14Par ailleurs, l’idée d’une réalité qui ne serait pas la même pour tous les hommes est à sérieusement pondérer de façon à éviter d’être contraint d’adhérer à une théorie relativiste de la vérité, laquelle se réfute d’elle-même. Exposons rapidement l’enchaînement fatal. Autres cultures, autres réalités ? Il s’ensuit : autres réalités, autres mondes objectivement connus. Pourquoi objectivement ? Parce que, si l’on admet que tout être humain détient l’aptitude à se représenter l’alternative vrai/faux, ce dont personne ne peut sérieusement douter, tout être humain possède la maîtrise du concept d’objectivité. Il reconnaît, par conséquent, l’existence d’états de la réalité ne devant rien à ce qu’il en croit, en désire ou en redoute subjectivement. Ce sont ces états de la réalité qui rendent vrais ou faux ses dires et ses pensées. Ils en constituent les conditions de vérité. L’idée d’une réalité qui ne serait pas la même pour tous les hommes a donc pour pendant, si on la prend au mot, l’idée selon laquelle les conditions de vérité de leurs énoncés, du moins de ceux pourvus de la forme propositionnelle, varieraient selon les cultures. Autres cultures, autres tribunaux de l’expérience. Une même proposition pourrait donc être objectivement vraie ici et objectivement fausse là-bas, ou l’inverse.

15Or on sait que tout énoncé émis dans une langue passe avec succès, sinon avec brio, élégance ou concision, le test de sa traduction dans une autre langue. Or encore toute traduction fait appel à la notion standard de synonymie, laquelle mobilise celle, non moins standard, de signification. Qu’est-ce qui fait que des énoncés, émis dans des langues différentes, sont synonymes, assurant ainsi le succès au moins relatif de la traduction ? Prenons trois phrases d’observation : en français « les chats miaulent », en anglais « cats mew », en japonais « neko wa niaô to naku » (littéralement : « quant aux chats, ils font un bruit de miaou »). Ces phrases ne sont synonymes que dans la mesure où elles réfèrent à un même fait, à savoir que les chats miaulent. Il est trivialement évident, n’en déplaise à l’adepte du constructivisme, que ce fait est indépendant du contexte linguistique, celui de la phrase véhiculant la proposition, comme de l’univers de pensée où ces phrases peuvent être prononcées. Ces phrases ont en gros la même signification parce qu’elles sont toutes les trois vraies quant à l’entité introduite (le spécimen en question de la famille des félidés) et à la propriété assignée.

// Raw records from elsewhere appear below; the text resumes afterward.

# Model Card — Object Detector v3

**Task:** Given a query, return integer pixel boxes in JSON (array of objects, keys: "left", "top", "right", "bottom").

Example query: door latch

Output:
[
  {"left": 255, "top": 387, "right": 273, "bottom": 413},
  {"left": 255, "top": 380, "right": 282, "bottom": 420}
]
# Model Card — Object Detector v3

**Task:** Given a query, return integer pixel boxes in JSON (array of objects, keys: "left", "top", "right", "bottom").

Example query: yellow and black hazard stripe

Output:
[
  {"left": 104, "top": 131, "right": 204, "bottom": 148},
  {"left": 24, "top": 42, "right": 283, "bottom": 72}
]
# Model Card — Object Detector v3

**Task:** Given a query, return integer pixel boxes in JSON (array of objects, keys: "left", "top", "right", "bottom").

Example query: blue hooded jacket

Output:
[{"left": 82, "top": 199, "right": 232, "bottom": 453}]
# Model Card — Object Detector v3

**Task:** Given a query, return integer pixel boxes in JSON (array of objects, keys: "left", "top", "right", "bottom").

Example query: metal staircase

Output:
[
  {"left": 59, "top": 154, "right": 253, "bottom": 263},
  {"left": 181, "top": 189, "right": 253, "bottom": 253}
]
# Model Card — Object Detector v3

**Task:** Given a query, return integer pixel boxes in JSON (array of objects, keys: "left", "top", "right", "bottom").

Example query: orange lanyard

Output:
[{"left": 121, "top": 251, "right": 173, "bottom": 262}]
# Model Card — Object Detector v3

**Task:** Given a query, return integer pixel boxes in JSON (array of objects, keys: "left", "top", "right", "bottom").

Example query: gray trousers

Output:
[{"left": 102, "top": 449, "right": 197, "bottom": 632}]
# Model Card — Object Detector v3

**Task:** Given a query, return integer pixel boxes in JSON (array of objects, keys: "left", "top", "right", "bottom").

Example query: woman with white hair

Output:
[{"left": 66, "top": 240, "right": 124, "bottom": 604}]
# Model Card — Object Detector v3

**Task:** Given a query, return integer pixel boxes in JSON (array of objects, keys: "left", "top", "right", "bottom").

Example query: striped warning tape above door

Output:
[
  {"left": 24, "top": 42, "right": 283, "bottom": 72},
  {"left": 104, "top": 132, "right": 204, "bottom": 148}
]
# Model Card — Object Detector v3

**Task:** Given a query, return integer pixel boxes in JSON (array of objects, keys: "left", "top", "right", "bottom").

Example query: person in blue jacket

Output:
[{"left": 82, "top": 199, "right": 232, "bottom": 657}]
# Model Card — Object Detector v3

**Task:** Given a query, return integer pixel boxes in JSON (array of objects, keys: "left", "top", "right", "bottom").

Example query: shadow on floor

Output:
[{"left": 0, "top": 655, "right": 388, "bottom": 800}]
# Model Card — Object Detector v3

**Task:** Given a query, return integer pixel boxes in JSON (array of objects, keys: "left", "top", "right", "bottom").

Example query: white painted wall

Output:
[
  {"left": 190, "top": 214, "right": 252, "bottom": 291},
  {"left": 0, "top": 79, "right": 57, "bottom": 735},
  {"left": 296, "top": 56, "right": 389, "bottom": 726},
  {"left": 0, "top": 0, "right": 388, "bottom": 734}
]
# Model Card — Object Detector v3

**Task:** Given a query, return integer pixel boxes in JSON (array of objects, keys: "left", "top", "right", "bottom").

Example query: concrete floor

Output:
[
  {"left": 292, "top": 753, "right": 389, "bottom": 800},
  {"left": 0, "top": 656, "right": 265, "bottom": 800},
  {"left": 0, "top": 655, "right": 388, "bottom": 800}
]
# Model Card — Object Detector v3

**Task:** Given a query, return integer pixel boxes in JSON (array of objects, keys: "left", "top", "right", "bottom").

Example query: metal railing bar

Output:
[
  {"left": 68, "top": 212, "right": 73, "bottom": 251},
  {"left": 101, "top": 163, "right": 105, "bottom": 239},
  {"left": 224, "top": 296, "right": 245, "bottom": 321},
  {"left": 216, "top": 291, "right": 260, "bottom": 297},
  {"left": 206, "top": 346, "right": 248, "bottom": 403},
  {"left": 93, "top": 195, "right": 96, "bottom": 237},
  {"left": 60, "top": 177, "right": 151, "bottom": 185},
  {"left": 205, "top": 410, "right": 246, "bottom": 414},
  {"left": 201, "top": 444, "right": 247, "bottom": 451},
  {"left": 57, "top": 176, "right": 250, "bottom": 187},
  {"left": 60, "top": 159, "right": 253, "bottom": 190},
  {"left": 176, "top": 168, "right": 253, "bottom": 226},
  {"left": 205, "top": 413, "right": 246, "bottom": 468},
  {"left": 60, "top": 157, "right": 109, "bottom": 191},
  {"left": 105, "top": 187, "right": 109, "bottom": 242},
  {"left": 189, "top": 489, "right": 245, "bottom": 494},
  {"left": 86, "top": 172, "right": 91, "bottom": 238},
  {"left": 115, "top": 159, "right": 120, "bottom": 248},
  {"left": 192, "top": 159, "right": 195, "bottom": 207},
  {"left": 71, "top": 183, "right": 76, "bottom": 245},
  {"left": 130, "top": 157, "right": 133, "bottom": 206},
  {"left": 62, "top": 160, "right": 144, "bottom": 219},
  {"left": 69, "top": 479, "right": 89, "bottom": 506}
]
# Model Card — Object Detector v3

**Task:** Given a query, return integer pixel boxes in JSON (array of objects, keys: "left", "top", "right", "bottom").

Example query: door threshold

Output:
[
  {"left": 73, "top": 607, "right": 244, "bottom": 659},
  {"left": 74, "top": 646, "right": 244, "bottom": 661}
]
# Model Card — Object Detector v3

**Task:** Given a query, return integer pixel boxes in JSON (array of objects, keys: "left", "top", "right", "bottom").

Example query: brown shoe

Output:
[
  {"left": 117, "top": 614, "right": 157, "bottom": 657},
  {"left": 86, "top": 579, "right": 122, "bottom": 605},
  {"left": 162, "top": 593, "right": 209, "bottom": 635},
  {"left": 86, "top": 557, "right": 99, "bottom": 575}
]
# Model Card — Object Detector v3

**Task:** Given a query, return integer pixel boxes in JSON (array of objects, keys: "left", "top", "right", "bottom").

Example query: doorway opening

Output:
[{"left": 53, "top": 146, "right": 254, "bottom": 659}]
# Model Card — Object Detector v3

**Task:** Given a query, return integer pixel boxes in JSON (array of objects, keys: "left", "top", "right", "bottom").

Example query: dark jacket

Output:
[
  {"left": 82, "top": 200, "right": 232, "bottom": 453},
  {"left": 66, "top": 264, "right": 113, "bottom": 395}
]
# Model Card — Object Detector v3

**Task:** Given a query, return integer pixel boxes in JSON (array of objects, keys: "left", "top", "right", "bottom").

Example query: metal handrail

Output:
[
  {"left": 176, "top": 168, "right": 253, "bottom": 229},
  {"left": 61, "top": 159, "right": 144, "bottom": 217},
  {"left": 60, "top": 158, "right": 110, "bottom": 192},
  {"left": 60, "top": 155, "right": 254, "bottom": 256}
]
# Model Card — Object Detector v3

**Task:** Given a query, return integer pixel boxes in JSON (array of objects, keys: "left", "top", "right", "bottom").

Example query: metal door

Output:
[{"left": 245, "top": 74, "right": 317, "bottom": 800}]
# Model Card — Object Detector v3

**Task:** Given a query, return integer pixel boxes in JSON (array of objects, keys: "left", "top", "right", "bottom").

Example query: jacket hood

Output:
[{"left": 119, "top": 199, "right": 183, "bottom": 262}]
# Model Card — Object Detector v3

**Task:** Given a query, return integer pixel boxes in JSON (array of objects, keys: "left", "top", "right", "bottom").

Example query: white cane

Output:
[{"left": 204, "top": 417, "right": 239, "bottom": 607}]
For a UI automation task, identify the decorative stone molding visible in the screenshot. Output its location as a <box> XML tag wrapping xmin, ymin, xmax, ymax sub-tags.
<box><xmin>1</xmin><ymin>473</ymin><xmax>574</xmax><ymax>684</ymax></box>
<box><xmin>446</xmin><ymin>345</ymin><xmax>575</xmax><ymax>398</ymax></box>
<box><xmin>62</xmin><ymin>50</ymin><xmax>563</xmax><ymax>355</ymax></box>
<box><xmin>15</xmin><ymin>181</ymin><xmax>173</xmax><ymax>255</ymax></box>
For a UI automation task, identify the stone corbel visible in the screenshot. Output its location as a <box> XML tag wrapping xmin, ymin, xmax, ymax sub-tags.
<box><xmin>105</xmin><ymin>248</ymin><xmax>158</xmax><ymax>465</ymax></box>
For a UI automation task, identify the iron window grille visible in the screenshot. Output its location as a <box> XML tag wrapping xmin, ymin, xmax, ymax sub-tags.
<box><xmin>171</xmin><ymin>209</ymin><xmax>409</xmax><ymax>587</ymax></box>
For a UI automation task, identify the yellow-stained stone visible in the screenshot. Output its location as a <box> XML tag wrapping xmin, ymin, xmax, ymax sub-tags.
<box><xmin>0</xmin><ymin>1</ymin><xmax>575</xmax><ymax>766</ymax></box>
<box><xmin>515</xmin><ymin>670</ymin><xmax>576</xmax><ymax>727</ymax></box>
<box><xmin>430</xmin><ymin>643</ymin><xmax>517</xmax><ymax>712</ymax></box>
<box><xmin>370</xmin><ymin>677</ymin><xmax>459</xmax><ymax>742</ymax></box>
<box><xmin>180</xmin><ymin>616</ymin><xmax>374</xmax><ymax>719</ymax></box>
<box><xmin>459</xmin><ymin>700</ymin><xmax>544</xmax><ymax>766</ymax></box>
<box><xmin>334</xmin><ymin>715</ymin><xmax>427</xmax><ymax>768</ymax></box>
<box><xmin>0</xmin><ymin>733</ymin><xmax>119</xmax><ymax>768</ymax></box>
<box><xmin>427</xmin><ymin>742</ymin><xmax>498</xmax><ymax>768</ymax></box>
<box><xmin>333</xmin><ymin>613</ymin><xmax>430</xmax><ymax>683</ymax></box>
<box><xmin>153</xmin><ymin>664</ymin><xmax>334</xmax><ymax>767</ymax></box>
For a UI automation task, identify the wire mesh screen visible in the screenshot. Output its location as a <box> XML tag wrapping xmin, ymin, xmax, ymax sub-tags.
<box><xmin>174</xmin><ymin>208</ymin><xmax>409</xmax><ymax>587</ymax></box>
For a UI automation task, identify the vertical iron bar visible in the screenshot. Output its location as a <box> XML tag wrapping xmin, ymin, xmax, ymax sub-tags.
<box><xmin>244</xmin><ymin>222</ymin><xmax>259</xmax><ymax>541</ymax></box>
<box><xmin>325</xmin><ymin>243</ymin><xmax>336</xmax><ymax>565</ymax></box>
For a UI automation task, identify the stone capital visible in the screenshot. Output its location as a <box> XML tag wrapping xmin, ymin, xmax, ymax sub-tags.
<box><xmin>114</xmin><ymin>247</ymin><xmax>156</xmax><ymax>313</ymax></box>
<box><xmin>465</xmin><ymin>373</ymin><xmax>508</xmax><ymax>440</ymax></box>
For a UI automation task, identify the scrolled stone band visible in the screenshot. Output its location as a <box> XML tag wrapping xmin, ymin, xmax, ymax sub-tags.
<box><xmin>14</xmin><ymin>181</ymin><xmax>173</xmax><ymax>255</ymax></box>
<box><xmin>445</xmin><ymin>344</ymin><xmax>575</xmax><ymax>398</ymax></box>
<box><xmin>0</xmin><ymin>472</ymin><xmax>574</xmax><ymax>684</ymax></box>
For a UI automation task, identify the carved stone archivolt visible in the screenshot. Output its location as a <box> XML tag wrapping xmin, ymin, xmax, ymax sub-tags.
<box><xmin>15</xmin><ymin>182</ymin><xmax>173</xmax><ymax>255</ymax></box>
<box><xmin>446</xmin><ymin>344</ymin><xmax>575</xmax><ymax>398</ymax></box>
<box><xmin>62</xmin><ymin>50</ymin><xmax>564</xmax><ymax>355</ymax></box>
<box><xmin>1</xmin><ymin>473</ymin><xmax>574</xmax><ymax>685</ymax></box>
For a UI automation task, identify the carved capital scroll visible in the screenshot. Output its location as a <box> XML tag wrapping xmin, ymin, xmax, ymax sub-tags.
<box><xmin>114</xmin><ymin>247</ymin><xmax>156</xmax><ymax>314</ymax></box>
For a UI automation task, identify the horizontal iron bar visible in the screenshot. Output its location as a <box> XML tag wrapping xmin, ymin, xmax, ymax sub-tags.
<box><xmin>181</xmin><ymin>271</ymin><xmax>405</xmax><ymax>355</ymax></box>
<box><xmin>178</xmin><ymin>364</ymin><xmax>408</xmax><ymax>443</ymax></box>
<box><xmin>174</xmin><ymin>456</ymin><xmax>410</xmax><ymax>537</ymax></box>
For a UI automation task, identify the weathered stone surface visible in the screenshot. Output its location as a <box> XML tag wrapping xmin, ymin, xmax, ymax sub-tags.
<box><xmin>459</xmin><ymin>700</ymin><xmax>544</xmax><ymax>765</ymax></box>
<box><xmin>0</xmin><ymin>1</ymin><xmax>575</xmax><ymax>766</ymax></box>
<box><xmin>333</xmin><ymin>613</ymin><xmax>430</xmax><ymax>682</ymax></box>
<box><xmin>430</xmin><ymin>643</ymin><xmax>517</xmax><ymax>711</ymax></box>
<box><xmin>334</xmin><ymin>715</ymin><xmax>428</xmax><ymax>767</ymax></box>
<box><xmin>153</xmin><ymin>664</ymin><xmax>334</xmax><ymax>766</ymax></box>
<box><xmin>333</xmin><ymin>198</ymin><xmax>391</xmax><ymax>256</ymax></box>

Si d’aventure les chats ne miaulaient pas dans les trois pays concernés, les phrases ne seraient pas synonymes et la traduction serait fautive. Bref la notion standard de synonymie, inséparable de l’entreprise de traduction, exige l’identité des conditions de vérité. Signification et vérité ne peuvent être divorcées puisque l’on ne peut comprendre la signification d’un énoncé sans connaître les conditions dans lesquelles il est vrai et qu’on ne peut évidemment connaître ces conditions sans avoir accédé à la signification de l’énoncé [2].

16Soit un anthropologue relativiste affirmant, ou même seulement laissant entendre, que p est aussi (objectivement) vrai chez les Untel, où il enquête, que non-p l’est (objectivement) dans sa patrie. S’il a accédé aux conditions de vérité de p, c’est qu’il l’a traduit, produisant dans sa langue une version de p approximativement synonyme de l’original. S’il a traduit p, c’est que les conditions de vérité de p sont les mêmes chez les Untel et à domicile. Or il a traduit p car, si p était resté du Martien pour lui, il n’aurait pu dire quoi que ce soit à propos des conditions de vérité de p, prouvant à ses yeux que les Untel habitent une autre réalité que lui. La réussite de sa traduction démontre la fausseté de son point de vue auquel, seule, une impossibilité irrémédiable de traduire donnerait du crédit.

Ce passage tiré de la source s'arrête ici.